Następnie wysłać kilku olbrzymów (nawet 1 wystarczył do podniesienia bramy), niech ją podniosą. W gotowości, nie jakoś strasznie daleko, oddziały (może na koniach?) gotowe do wjazdu w bramę od razu po jej uniesieniu. Nie, że brama stoi otworem, a nikt przez nią nie przechodzi poza jednym samotnym olbrzymem. Miejsca jest wystarczająco dużo.
Dzicy, do czasu wkroczenia Jona, radzili sobie na tyłach wyśmienicie z zabijaniem czarnych braci. Dopiero, kiedy Jon się pojawił, nagle wszyscy zdecydowali się umrzeć. Jakby ich jeszcze drugie tyle się przedostało przez bramę pod murem, ilu atakowało od tyłu, wygrana gwarantowana.

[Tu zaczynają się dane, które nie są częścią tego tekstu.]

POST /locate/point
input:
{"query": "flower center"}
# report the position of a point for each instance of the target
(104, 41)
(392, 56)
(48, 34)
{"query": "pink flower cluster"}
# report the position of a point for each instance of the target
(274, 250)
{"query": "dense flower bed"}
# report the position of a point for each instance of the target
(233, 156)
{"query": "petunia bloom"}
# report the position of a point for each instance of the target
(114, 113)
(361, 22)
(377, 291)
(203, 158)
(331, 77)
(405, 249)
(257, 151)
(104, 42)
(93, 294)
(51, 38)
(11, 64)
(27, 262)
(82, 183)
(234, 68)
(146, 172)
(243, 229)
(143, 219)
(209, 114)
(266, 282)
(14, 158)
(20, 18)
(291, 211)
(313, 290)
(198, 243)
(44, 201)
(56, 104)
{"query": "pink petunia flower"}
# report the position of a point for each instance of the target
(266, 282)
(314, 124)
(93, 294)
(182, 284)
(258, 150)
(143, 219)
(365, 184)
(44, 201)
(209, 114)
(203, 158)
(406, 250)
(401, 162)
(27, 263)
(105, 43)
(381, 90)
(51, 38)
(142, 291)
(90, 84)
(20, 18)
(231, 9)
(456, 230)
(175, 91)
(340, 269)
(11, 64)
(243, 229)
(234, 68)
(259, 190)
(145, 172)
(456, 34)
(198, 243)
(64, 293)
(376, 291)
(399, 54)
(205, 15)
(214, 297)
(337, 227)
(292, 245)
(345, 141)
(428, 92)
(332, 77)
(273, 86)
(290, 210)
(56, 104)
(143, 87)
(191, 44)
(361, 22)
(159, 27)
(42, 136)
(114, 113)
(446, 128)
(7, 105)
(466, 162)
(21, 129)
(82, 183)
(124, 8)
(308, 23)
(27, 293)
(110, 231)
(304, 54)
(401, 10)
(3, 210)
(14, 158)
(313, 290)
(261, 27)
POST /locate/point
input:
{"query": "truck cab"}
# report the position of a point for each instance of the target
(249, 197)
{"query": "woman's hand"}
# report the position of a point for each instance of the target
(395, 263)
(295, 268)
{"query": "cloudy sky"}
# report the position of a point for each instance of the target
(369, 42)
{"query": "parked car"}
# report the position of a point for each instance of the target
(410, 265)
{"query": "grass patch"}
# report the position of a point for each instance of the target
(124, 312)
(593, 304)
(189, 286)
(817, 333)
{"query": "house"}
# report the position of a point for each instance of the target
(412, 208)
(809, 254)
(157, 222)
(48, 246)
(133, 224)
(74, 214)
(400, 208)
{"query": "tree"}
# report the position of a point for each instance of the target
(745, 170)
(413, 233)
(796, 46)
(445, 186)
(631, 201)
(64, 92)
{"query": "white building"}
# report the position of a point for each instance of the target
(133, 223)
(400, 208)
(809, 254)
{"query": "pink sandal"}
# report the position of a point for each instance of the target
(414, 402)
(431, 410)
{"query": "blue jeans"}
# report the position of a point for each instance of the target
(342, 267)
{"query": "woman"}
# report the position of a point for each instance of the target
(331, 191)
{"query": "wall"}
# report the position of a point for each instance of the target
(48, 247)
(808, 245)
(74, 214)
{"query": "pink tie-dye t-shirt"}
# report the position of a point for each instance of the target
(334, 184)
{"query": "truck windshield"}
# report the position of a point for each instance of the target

W międzyczasie, gdy tych kilku olbrzymów podnosi bramę, a na tyłach wrze, dzicy powinni się wpinać po murze, ale nie na odcinku najsilniej bronionym, ale gdzieś z boczku, a inni olbrzymi mogą strzelać z łuków w ludzi na murze, co wychodzi im wprost wyśmienicie, jak pokazano na początku.
Jak dla mnie strategia Mance'a była doskonała. Zorganizowanie dywersji z wewn strony muru oraz wysłanie pierwszej linii (czyli inaczej zwiadu) miało na celu ukazanie możliwości obronnych przeciwnika (kosa, baryłki itp.). Nie zapominajmy, że Mance nie wiedział o tym, że tylko 100 ludzi broni muru. Pierwsza linia i tak była spisana już na straty.. Zresztą był później komentarz Jona, że wytrzymają tylko 1-2 dni.